[Wrf-users] real.exe failing on huge domains

Mon Aug 31 16:41:04 MDT 2009

First - the basic question - has anybody been successful in WPS'ing
and real.exe'ing a large domain, on the order of 6075x6075x27 grid
points (approximately 1 billion)?

I've almost convinced (I say "almost" because I recognize that I, like
others, am capable of making stupid mistakes) myself that there is an
issue with real.exe which, for large grids, results in an error
message of the form:

=====================
 p_top_requested =     5000.000
 allowable grid%p_top in data   =     55000.00
 -------------- FATAL CALLED ---------------
 FATAL CALLED FROM FILE:  module_initialize_real.b  LINE:     526
 p_top_requested < grid%p_top possible from data
=====================

and I'm beginning to think that this is somehow related to memory
allocation issues.  I'm currently working on a 1km resolution case,
centered on Fairbanks, Alaska.  If I use a 3038x3038 horizontal grid,
it all works fine, but with a 6075x6075 grid, I get the above error.
In both cases, I've written an NCL script to print the min/max/avg
values of the PRES field in met_em*, and at the top level they both
come out to 1000 Pa and at the next level down they both come out to
2000 Pa.  So, I'm guessing my topmost pressure fields are fine.  So,
I'm guessing that the met_em file being fed to real.exe is good.

Further information:

- I've tried these cases under a number of varying conditions -
different resolutions, different machines (a Sun Opteron cluster and a
Cray XT5).  In all cases, however, I've been using the PGI compilers
(but I may try Pathscale on one of the machines to see if that makes a
difference).  I feel pretty good about having ruled out resolution,
physics, etc. as a problem, and feel like I've narrowed this down to
be a problem that's a function of domain size.
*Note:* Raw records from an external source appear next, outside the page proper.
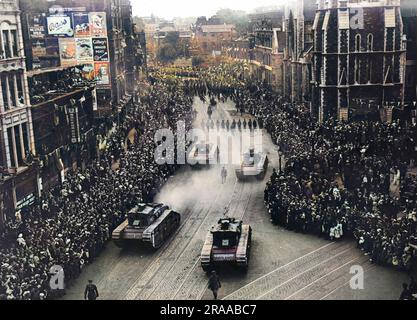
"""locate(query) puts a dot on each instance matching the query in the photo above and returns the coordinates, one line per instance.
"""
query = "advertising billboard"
(60, 26)
(67, 51)
(98, 24)
(100, 50)
(84, 48)
(102, 73)
(81, 25)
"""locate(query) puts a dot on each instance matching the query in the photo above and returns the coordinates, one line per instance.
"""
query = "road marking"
(343, 285)
(279, 268)
(305, 271)
(321, 278)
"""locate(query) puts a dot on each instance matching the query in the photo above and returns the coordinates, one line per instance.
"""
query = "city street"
(283, 265)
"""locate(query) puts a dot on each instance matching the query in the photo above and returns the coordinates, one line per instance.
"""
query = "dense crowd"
(66, 81)
(70, 225)
(340, 178)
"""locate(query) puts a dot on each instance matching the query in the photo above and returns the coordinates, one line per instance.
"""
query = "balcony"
(8, 5)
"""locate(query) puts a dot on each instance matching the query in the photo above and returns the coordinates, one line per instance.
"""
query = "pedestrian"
(214, 284)
(224, 174)
(91, 292)
(406, 293)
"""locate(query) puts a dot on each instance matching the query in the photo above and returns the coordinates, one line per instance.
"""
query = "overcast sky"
(194, 8)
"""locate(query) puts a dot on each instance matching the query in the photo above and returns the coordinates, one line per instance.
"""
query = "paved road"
(284, 265)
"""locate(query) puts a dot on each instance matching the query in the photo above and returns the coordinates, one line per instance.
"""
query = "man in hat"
(214, 284)
(224, 174)
(91, 292)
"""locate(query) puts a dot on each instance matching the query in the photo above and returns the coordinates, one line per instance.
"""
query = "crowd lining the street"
(338, 180)
(71, 224)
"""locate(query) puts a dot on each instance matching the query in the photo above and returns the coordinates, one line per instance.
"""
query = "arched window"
(8, 45)
(370, 42)
(358, 43)
(357, 73)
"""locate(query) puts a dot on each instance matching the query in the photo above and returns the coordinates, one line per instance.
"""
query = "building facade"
(298, 25)
(69, 70)
(359, 57)
(16, 130)
(409, 15)
(211, 38)
(266, 62)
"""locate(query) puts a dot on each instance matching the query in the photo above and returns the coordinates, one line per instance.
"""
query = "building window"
(358, 43)
(370, 42)
(18, 145)
(9, 41)
(7, 53)
(6, 104)
(369, 70)
(357, 72)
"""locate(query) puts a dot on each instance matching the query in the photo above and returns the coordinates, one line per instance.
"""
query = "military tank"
(228, 243)
(253, 165)
(150, 224)
(203, 154)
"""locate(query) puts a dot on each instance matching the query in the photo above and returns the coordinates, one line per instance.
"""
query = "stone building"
(298, 24)
(16, 131)
(93, 33)
(409, 14)
(68, 70)
(359, 58)
(266, 61)
(211, 38)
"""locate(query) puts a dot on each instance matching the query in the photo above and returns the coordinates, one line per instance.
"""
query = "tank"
(228, 243)
(203, 154)
(150, 224)
(253, 165)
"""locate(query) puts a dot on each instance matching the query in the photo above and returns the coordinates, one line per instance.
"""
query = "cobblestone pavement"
(284, 264)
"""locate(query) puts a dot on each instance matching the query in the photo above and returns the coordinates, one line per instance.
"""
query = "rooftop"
(217, 28)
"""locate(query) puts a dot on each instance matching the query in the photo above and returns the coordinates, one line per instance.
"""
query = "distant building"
(92, 33)
(266, 63)
(409, 14)
(17, 147)
(274, 17)
(298, 24)
(359, 58)
(211, 38)
(69, 70)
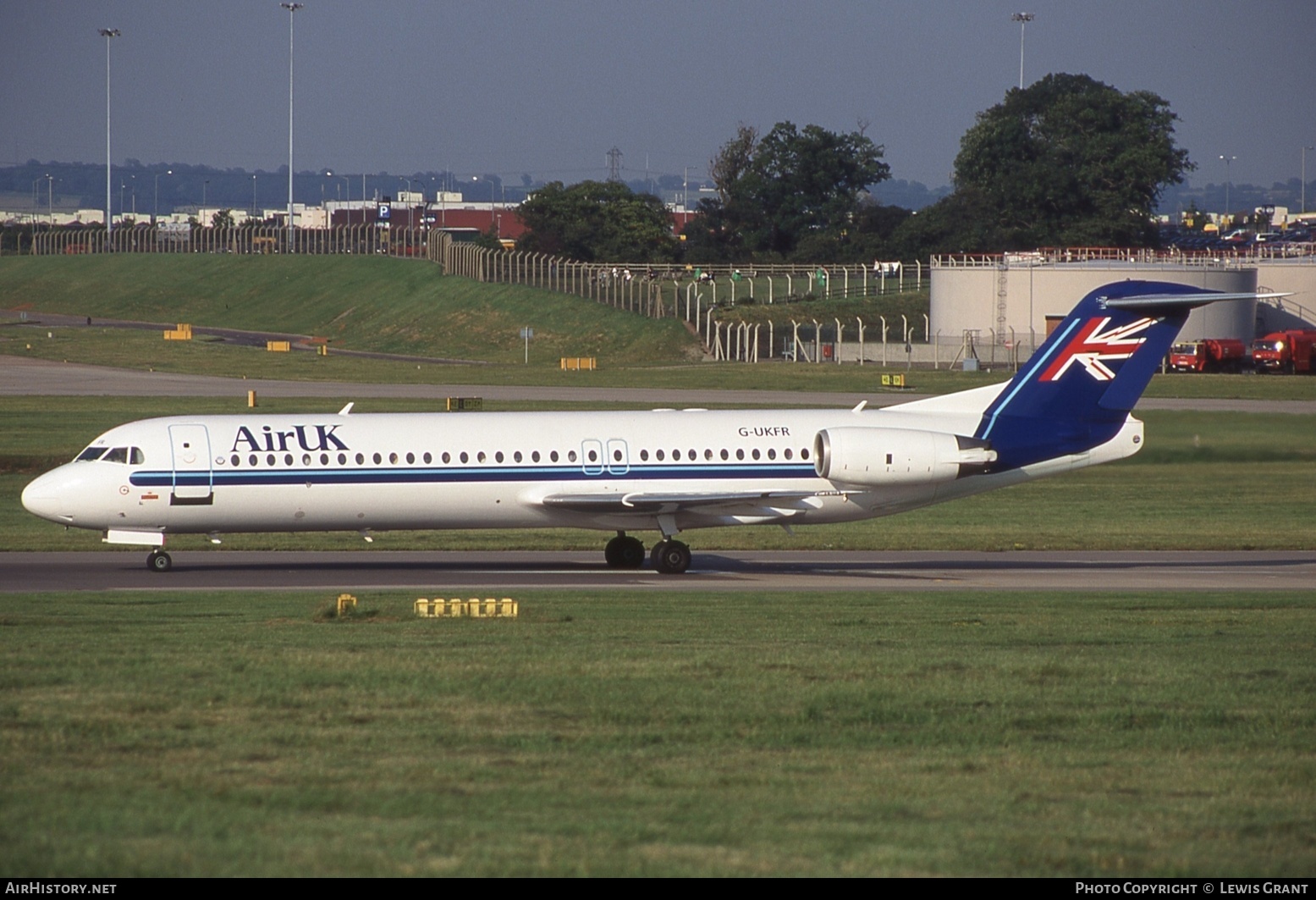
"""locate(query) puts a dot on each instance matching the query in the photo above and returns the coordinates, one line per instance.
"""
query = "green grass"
(1102, 734)
(400, 306)
(147, 351)
(388, 306)
(1204, 481)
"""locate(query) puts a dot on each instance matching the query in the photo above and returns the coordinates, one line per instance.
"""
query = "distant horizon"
(907, 194)
(548, 90)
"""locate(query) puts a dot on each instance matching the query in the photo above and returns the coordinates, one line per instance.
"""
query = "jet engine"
(877, 457)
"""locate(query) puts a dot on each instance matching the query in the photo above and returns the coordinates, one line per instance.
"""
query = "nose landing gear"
(670, 557)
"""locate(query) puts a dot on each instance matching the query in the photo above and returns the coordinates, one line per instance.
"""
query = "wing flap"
(669, 503)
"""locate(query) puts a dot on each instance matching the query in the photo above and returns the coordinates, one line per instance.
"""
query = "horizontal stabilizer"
(1147, 301)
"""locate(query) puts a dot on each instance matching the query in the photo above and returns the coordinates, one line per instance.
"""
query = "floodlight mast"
(1304, 175)
(292, 8)
(1228, 185)
(1023, 19)
(109, 209)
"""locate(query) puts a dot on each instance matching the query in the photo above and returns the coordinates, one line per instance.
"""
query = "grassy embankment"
(1221, 481)
(1141, 734)
(405, 306)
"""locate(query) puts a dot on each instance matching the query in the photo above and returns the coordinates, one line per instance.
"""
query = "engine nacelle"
(877, 457)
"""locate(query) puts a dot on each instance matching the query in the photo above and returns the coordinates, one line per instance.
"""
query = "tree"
(1070, 162)
(597, 221)
(790, 185)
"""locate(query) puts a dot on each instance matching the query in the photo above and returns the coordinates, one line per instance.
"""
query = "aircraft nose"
(44, 498)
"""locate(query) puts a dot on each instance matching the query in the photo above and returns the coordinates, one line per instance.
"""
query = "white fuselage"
(666, 469)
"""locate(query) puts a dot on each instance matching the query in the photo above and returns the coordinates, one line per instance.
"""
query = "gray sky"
(548, 87)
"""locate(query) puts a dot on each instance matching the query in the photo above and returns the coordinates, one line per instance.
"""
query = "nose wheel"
(670, 557)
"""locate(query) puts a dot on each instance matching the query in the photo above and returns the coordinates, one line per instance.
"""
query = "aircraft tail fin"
(1076, 391)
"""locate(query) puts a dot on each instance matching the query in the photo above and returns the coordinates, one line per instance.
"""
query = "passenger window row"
(499, 457)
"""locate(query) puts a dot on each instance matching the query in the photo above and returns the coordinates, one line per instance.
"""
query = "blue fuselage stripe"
(1027, 379)
(474, 475)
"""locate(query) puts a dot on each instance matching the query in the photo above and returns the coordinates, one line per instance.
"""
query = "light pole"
(109, 213)
(1228, 185)
(1023, 19)
(1304, 177)
(410, 207)
(292, 8)
(156, 211)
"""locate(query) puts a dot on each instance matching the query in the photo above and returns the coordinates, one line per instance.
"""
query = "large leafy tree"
(790, 189)
(1069, 162)
(597, 221)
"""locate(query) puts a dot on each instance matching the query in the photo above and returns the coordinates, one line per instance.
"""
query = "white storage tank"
(1008, 299)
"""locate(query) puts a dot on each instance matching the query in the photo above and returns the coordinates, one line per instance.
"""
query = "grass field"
(1145, 734)
(405, 306)
(390, 306)
(1204, 481)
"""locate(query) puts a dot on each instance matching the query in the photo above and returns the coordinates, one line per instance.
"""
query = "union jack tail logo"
(1095, 345)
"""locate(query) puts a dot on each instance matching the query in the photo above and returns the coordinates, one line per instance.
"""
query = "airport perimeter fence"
(699, 295)
(366, 240)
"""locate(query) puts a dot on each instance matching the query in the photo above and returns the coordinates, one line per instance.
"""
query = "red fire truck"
(1212, 356)
(1285, 351)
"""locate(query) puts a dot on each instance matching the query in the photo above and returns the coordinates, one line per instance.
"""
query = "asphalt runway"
(26, 377)
(488, 574)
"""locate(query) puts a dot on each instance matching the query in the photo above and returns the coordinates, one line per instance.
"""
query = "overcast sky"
(547, 87)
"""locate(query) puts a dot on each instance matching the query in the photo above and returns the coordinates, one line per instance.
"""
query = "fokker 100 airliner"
(662, 470)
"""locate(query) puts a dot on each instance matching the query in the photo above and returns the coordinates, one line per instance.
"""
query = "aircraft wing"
(645, 503)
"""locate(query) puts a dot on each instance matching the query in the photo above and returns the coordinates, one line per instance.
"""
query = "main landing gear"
(669, 557)
(624, 551)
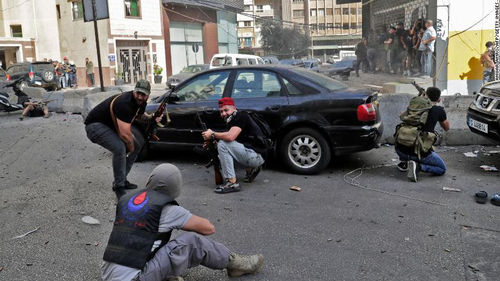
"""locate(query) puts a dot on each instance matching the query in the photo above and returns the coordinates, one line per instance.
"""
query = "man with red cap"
(244, 142)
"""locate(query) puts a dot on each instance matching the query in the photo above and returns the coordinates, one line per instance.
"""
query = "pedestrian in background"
(90, 72)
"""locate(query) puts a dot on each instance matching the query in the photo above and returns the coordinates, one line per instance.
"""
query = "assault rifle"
(421, 91)
(214, 155)
(153, 125)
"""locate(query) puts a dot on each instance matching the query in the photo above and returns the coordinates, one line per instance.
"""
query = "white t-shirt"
(172, 217)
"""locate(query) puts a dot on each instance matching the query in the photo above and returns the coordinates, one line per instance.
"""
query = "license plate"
(483, 127)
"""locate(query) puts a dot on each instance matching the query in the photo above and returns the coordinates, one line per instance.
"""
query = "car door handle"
(210, 110)
(275, 107)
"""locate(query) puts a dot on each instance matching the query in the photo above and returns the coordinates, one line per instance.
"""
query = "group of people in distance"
(139, 247)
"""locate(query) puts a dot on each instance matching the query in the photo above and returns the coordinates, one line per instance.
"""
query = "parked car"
(221, 60)
(187, 72)
(293, 62)
(33, 74)
(312, 117)
(342, 68)
(271, 60)
(312, 65)
(484, 112)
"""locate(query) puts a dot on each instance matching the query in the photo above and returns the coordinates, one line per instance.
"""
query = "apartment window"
(132, 8)
(16, 30)
(298, 13)
(77, 10)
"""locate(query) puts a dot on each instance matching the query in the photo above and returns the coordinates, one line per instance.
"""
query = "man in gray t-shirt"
(427, 48)
(189, 249)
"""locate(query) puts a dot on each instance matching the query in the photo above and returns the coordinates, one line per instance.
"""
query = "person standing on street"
(488, 62)
(419, 155)
(139, 247)
(244, 142)
(90, 71)
(427, 48)
(109, 125)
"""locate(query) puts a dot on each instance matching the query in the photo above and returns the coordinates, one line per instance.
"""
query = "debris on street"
(90, 220)
(470, 154)
(488, 168)
(27, 233)
(451, 189)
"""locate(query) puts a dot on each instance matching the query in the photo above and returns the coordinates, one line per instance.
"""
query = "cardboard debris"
(90, 220)
(488, 168)
(470, 154)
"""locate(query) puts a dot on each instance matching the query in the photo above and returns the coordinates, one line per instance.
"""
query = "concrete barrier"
(391, 106)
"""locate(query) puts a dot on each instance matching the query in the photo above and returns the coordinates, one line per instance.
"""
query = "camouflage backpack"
(409, 133)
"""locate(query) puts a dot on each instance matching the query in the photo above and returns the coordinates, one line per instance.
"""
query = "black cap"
(143, 86)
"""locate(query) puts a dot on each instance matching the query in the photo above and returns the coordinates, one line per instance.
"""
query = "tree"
(282, 41)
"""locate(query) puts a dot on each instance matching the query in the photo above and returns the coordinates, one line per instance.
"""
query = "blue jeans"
(426, 61)
(431, 163)
(104, 136)
(233, 150)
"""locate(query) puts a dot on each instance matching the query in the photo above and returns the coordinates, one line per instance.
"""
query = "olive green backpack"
(409, 132)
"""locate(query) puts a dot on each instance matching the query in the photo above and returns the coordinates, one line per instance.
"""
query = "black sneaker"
(250, 176)
(228, 187)
(413, 170)
(129, 185)
(403, 166)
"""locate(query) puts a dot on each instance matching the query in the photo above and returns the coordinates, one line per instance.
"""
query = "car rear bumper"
(349, 139)
(492, 122)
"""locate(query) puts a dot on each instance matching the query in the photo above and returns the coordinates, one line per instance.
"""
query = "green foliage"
(282, 41)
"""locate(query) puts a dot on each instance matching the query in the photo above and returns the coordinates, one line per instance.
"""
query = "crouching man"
(244, 142)
(139, 247)
(415, 137)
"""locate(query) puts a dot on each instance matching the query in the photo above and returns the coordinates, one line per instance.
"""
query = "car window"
(292, 90)
(326, 82)
(208, 86)
(240, 61)
(256, 84)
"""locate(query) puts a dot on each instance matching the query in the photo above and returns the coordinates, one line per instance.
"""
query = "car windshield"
(344, 63)
(326, 82)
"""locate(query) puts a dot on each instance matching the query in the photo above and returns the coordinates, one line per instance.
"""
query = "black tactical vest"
(136, 228)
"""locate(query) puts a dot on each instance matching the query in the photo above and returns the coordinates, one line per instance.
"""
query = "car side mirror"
(173, 98)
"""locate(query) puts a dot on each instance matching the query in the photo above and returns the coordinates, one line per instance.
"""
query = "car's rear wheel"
(48, 76)
(305, 151)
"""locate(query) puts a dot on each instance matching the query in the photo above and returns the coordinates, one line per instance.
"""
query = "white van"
(220, 60)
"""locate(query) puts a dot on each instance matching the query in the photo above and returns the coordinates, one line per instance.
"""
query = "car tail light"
(367, 112)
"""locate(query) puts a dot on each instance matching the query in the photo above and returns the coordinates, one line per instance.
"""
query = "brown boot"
(239, 265)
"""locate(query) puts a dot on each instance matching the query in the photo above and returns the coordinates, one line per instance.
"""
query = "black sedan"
(312, 116)
(483, 114)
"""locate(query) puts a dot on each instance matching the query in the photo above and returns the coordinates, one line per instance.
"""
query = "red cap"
(226, 101)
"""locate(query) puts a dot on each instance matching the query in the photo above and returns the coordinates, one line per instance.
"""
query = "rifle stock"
(214, 155)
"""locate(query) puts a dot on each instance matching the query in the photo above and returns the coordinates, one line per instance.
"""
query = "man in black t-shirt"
(241, 143)
(429, 162)
(113, 130)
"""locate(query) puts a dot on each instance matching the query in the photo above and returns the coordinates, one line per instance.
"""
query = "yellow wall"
(464, 54)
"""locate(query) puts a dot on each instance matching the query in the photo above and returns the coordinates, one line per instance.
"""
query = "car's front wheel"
(305, 151)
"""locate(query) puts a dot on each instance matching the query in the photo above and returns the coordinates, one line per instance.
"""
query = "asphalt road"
(51, 176)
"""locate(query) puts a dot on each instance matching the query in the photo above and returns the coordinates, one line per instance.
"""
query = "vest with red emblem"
(136, 228)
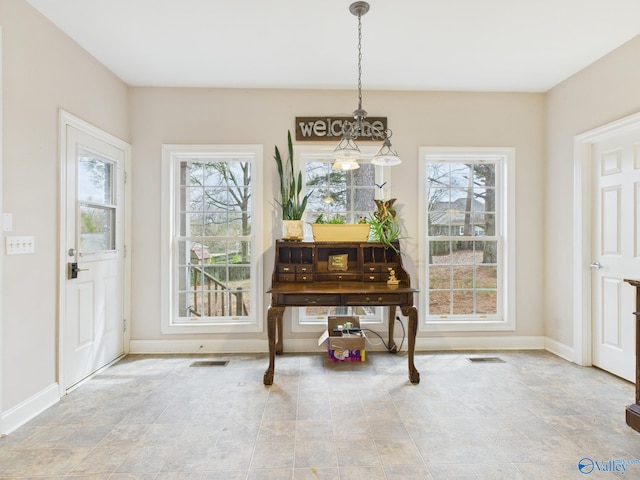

- With some guidance from John Michalakes and folks at Cray, I feel
pretty certain that I'm not running out of memory on the compute
nodes, though I'll be probing this a little more.  In one case (that
failed with the above problem) I put MPI Task 0 on a 32 GByte node all
by itself, then partitioned the other 255 tasks, 8 to an 8-core node
(two quad-core processors) each with 32 GBytes memory (4 GBytes per
task).

- Have tried this with WRFV3.0.1.1 and WRFV3.1

I'll continue to probe, and may need to start digging into the
real.exe source, but just wanted to know if anybody else has
experienced success or failure with this size of a problem.  I'm aware
that a Gordon Bell entry last year was performed with about 2 billion
grid points, but I think I remember someone telling me that the run
wasn't prepared with WPS.

Thanks,

Don Morton
-- 
Arctic Region Supercomputing Center
http://www.arsc.edu/~morton/